Mas, claramente, não tinha informação suficiente para poder estudar a sério a situação de outros campesinatos fora da Europa.
Mas de qualquer forma, em Moçambique, a situação de 1975-1987 era completamente diferente da de França em 1851: a regra era a ausência completa da propriedade privada dentro das comunidades camponesas e não havia uma pequena burguesia rural (com poucas excepções no Sul do país, quando magaíças emigrados na África do Sul voltavam com um pequeno capital acumulado). No entanto, os camponeses tinham sofrido muitas expropriações de terras pelos colonos e esperavam, com a independência, recuperar essas terras comunitárias. A Frelimo recusou, e tentou transformar directamente latifúndios coloniais em machambas estatais, sem devolver a terra aos camponeses, para impedir o fortalecimento de uma sociedade africana que a Frelimo não controlava. Mas não foi por “culpa do marxismo” que a Frelimo fez isso. Antes pelo contrário. Ela pretendia fazer isso como forma de integrar à força o campesinato na nação dela. E por que queria fazer isso é que adoptou uma certa forma de marxismo, de cariz estalinista.

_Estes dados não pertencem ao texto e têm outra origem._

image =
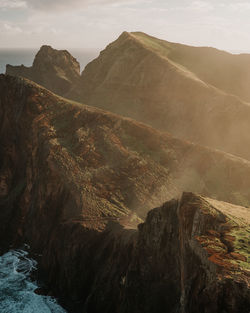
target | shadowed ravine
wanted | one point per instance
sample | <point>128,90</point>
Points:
<point>91,192</point>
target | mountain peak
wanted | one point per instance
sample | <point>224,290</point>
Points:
<point>57,70</point>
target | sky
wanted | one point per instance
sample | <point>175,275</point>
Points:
<point>92,24</point>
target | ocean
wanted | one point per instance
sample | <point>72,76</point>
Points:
<point>26,57</point>
<point>17,289</point>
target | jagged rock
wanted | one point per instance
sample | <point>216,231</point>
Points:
<point>193,93</point>
<point>75,182</point>
<point>54,69</point>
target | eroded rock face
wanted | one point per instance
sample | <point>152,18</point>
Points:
<point>75,183</point>
<point>173,88</point>
<point>54,69</point>
<point>179,260</point>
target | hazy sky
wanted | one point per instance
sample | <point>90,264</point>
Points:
<point>94,23</point>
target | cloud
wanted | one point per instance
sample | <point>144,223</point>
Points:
<point>10,29</point>
<point>47,5</point>
<point>12,4</point>
<point>240,6</point>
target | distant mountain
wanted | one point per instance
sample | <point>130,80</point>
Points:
<point>193,93</point>
<point>54,69</point>
<point>75,182</point>
<point>197,94</point>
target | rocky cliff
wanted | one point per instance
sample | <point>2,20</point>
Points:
<point>54,69</point>
<point>187,91</point>
<point>75,182</point>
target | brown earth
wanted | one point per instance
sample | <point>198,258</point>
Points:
<point>193,93</point>
<point>76,181</point>
<point>54,69</point>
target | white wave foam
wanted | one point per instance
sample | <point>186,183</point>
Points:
<point>17,290</point>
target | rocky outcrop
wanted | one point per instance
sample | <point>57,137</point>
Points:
<point>54,69</point>
<point>75,182</point>
<point>190,255</point>
<point>184,90</point>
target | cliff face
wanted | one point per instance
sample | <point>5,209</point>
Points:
<point>54,69</point>
<point>190,255</point>
<point>168,87</point>
<point>75,182</point>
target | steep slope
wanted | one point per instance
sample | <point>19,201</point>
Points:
<point>135,77</point>
<point>54,69</point>
<point>74,182</point>
<point>225,71</point>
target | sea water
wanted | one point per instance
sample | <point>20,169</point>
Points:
<point>17,289</point>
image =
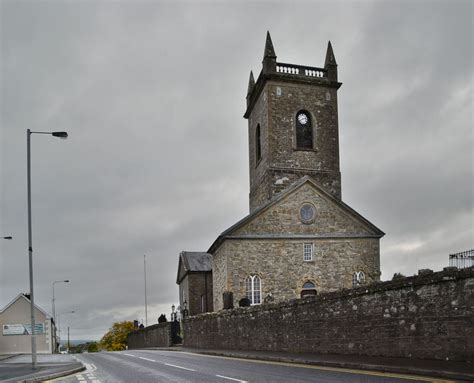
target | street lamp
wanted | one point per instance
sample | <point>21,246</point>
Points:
<point>62,135</point>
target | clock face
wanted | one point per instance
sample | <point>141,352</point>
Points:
<point>307,213</point>
<point>302,118</point>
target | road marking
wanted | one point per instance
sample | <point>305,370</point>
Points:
<point>335,369</point>
<point>183,368</point>
<point>236,380</point>
<point>150,360</point>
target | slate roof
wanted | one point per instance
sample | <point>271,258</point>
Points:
<point>193,261</point>
<point>22,296</point>
<point>228,233</point>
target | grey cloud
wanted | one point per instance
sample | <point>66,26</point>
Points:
<point>153,93</point>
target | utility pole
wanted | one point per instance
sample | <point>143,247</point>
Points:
<point>146,308</point>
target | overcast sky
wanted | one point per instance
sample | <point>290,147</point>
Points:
<point>152,95</point>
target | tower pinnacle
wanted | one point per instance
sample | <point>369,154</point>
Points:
<point>269,51</point>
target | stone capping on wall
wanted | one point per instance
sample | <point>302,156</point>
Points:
<point>425,277</point>
<point>152,327</point>
<point>157,335</point>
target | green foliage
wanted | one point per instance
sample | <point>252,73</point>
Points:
<point>116,338</point>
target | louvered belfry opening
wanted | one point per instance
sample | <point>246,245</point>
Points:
<point>304,130</point>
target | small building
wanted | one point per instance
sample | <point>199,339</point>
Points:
<point>195,282</point>
<point>15,322</point>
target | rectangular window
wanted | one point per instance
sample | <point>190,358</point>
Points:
<point>308,252</point>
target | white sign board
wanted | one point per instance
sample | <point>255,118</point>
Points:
<point>22,329</point>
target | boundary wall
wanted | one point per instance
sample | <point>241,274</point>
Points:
<point>426,316</point>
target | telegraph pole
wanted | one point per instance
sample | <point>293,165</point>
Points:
<point>146,308</point>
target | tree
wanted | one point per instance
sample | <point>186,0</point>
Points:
<point>116,338</point>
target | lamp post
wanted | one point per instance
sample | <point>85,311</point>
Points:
<point>146,306</point>
<point>30,242</point>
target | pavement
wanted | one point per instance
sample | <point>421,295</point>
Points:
<point>17,368</point>
<point>462,371</point>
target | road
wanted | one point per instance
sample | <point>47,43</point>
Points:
<point>179,367</point>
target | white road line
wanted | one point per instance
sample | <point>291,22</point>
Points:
<point>150,360</point>
<point>183,368</point>
<point>236,380</point>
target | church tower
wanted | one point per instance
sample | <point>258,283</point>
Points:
<point>293,126</point>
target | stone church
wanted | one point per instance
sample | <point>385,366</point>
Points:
<point>300,238</point>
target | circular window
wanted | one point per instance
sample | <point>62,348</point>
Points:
<point>307,213</point>
<point>302,118</point>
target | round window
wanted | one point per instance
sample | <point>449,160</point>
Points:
<point>307,213</point>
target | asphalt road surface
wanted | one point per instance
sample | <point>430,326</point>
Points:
<point>178,367</point>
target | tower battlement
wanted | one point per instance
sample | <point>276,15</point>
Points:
<point>293,128</point>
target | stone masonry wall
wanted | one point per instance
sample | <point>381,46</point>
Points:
<point>199,284</point>
<point>276,111</point>
<point>158,335</point>
<point>282,270</point>
<point>427,316</point>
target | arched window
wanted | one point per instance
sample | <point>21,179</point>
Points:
<point>304,130</point>
<point>358,278</point>
<point>253,289</point>
<point>308,289</point>
<point>258,144</point>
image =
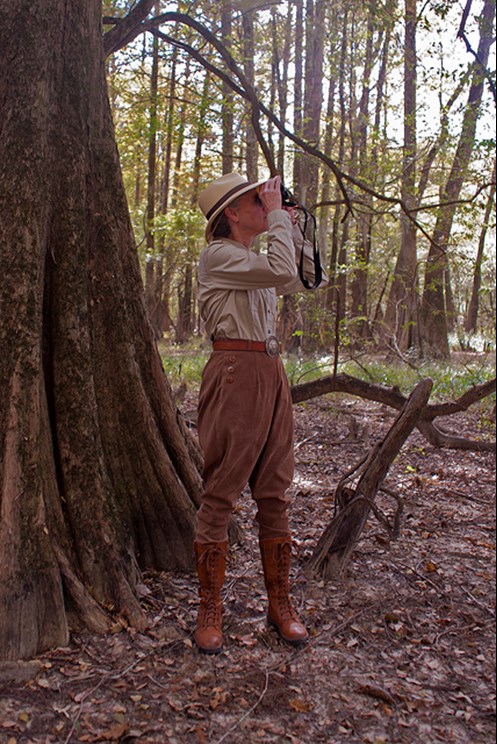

Podia escolher outras formas de marxismo, e não o fez.
Assim se vê que, mesmo no período radical, a Frelimo nunca foi “comunista”. Claro que neste período, também não desenvolveu o capitalismo, nem o destruiu; foi temporariamente o que se pode chamar de “poder pequeno-burguês burocrático”, que foi bastante rapidamente obrigado a reintegrar-se dentro do mundo capitalista. E isso, não só por causa da pressão do Ocidente ou da guerra movida pela Renamo, mas porque a elite que tinha tomado o poder em 1975 na altura sem capital acumulado e que precisava, materialmente mas também sobretudo “mentalmente”, manter o controlo total do aparelho de Estado para a sua reprodução social, já tinha conseguido tornar-se em homens (ou mulheres) de negócios num quadro neopatrimonial onde se pode fazer negócios só com o patrocínio de quem detém o poder de Estado. Como disse uma vez Joaquim
Chissano: “Esta questão do marxismo começava a nos trazer problema”. Pois o dito marxismo- leninismo como discurso foi facilmente abandonado. O que não foi abandonado, é a ideia de uma nação nova de homens novos: hoje em dia já não há machambas estatais, mas há grandes latifúndios privados, sempre com alta taxa em capital fixo, incapaz de dinamizar a economia camponesa à volta (e nem é esse o objectivo). Visão tecnocrática-“marxista” da modernidade antes, visão tecnocrática-capitalista da modernidade hoje, o modelo não é tão diferente – sacrificado é sempre o camponês que, aliás está a tornar-se cada vez mais num recém-morador de bairros suburbanos das grandes cidades. Marx deve estar a dar voltas na sua sepultura.